A "CSV" data file means "Comma Separated Values", and is a format that most spreadsheet programs can write. Each line of a CSV file corresponds to a row in a spreadsheet, where the values from each row are written with a comma to separate them. For example:
Spreadsheet | |||
---|---|---|---|
3.0 | 7.3 | 0.5 | star |
4.0 | 9.1 | 1.1 | box |
5.0 | -3.7 | 0.2 | triangle |
In a CSV file this would look like:
3.0,7.3,0.5,star 4.0,9.1,1.1,box 5.0,-3.7,0.2,triangle
In Excel, you can write a CSV file by selecting "File" "Save as..." and picking "Save as Type" CSV.
Each line of the CSV file is parsed to extract the first four values, which are assumed to be an X, a Y, the error on Y, and a symbol name. (If the symbol name is missing or invalid, the default is used). NOTE: if you are doing linear fitting/graphing without error bars, then omit the third column of numbers (the errors on Y).
The overall parsing is not terribly strict: values separated by spaces, tabs commas, or semicolons will all be accepted, and any enclosing quotes are stripped. Extra space (or bare separators) at the beginning of lines is removed, and any fields beyond the first four are ignored.

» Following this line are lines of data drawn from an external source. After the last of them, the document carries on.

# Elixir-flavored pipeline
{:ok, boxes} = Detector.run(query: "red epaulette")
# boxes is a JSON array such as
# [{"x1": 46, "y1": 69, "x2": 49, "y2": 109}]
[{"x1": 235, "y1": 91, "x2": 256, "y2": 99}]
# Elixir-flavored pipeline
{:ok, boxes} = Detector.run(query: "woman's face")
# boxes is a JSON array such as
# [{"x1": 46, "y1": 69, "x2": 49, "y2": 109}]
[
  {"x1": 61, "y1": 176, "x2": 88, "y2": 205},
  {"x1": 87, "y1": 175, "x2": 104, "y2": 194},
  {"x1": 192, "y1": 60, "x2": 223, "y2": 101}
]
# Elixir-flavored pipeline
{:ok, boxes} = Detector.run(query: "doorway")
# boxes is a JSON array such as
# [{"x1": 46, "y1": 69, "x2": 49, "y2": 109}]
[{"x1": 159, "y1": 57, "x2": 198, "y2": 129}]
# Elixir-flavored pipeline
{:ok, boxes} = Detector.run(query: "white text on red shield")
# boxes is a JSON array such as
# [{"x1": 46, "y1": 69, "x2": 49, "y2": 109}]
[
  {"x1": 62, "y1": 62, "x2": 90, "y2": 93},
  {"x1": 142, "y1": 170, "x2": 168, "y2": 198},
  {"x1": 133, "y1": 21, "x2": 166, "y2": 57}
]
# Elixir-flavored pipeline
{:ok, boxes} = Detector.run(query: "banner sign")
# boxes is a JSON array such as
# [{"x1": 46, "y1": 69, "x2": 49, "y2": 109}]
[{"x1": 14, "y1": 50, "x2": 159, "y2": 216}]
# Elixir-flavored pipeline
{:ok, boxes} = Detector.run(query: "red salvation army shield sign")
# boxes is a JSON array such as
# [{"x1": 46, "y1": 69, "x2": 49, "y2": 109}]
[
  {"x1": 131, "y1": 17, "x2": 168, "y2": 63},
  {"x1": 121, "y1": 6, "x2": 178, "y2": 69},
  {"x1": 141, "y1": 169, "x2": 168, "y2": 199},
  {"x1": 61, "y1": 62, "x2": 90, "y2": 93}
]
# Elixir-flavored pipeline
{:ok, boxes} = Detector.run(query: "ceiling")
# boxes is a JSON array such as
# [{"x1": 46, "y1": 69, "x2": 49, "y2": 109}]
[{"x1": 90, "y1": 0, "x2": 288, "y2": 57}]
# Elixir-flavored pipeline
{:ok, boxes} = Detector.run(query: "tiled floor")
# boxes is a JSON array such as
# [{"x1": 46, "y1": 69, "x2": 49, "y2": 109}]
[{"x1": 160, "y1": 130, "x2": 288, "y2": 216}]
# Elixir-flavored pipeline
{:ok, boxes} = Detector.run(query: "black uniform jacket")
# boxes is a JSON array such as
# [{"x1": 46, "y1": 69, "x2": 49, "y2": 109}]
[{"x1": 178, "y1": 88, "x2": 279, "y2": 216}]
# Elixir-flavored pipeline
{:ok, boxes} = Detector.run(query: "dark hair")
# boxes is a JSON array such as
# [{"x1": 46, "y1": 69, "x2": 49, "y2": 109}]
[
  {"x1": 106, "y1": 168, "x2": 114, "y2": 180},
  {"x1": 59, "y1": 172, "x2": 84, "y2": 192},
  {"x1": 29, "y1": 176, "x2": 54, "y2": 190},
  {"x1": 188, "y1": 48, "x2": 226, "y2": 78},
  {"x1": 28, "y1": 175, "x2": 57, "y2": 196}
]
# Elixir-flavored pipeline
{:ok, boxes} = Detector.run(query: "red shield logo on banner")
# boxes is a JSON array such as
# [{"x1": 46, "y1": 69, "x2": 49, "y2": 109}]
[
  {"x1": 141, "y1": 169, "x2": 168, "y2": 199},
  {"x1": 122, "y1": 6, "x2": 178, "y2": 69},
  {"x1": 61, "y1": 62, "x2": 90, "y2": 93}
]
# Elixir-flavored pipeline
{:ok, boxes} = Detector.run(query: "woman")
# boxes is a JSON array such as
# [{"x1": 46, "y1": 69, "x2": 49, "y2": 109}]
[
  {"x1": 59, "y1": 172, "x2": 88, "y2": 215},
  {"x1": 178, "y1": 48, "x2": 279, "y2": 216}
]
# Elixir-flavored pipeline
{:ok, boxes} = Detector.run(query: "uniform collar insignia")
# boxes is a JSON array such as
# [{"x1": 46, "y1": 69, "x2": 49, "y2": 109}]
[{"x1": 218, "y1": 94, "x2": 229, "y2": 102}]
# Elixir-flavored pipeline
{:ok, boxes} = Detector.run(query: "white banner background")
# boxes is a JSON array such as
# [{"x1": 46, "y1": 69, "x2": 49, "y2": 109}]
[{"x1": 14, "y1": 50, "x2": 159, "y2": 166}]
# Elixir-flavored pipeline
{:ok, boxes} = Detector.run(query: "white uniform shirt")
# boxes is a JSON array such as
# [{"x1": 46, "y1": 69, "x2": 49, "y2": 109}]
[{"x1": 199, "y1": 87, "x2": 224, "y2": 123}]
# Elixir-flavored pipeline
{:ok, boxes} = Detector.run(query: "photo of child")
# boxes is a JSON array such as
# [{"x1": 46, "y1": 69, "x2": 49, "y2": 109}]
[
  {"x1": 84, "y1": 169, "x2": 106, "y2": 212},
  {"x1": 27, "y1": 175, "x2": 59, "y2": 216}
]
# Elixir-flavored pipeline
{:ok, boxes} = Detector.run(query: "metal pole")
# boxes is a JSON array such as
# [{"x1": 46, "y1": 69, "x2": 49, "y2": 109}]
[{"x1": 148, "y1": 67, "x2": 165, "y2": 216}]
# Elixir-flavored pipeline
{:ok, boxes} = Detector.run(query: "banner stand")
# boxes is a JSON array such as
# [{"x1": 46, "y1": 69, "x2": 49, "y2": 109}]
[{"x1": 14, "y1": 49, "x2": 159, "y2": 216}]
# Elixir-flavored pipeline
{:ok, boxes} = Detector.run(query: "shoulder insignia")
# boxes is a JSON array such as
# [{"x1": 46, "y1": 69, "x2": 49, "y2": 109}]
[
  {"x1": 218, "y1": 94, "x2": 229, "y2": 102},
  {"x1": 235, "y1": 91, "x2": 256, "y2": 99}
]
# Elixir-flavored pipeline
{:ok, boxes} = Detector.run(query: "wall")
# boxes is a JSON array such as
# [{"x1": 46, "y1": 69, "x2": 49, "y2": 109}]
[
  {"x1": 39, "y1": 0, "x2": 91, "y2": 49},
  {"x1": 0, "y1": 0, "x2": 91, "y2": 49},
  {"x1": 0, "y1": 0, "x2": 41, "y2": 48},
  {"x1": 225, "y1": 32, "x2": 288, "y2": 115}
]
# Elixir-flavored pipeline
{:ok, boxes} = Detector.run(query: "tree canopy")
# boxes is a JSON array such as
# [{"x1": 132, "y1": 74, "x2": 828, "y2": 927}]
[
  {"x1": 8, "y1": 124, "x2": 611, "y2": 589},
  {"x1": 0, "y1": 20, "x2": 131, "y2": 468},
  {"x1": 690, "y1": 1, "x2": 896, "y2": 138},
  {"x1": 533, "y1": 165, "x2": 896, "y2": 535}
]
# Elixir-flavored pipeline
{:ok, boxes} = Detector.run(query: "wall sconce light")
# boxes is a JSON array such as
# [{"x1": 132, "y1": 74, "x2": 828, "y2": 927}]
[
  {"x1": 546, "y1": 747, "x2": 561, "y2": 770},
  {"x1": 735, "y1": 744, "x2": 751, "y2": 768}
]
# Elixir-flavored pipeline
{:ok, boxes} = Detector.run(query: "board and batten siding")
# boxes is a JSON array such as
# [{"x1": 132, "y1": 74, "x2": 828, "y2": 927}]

The numbers do have to be in a valid format, and any lines that have parsing errors are silently discarded. In addition, if you have log scales for the X- or Y-axes, any negative values for those variables will cause that particular line to be silently discarded. And because this CGI does a fit with errors, any error values that are zero or negative are invalid and cause the line to be discarded.
SD.DESD
Where S is an (optional) sign (+ or -), D is one or more digits. The mantissa (the D.D part) can be missing leading or trailing digits but not both. The following forms are valid: D.D, D., .D, D
The exponent part (ESD) is optional, and the E can be either upper or lower case.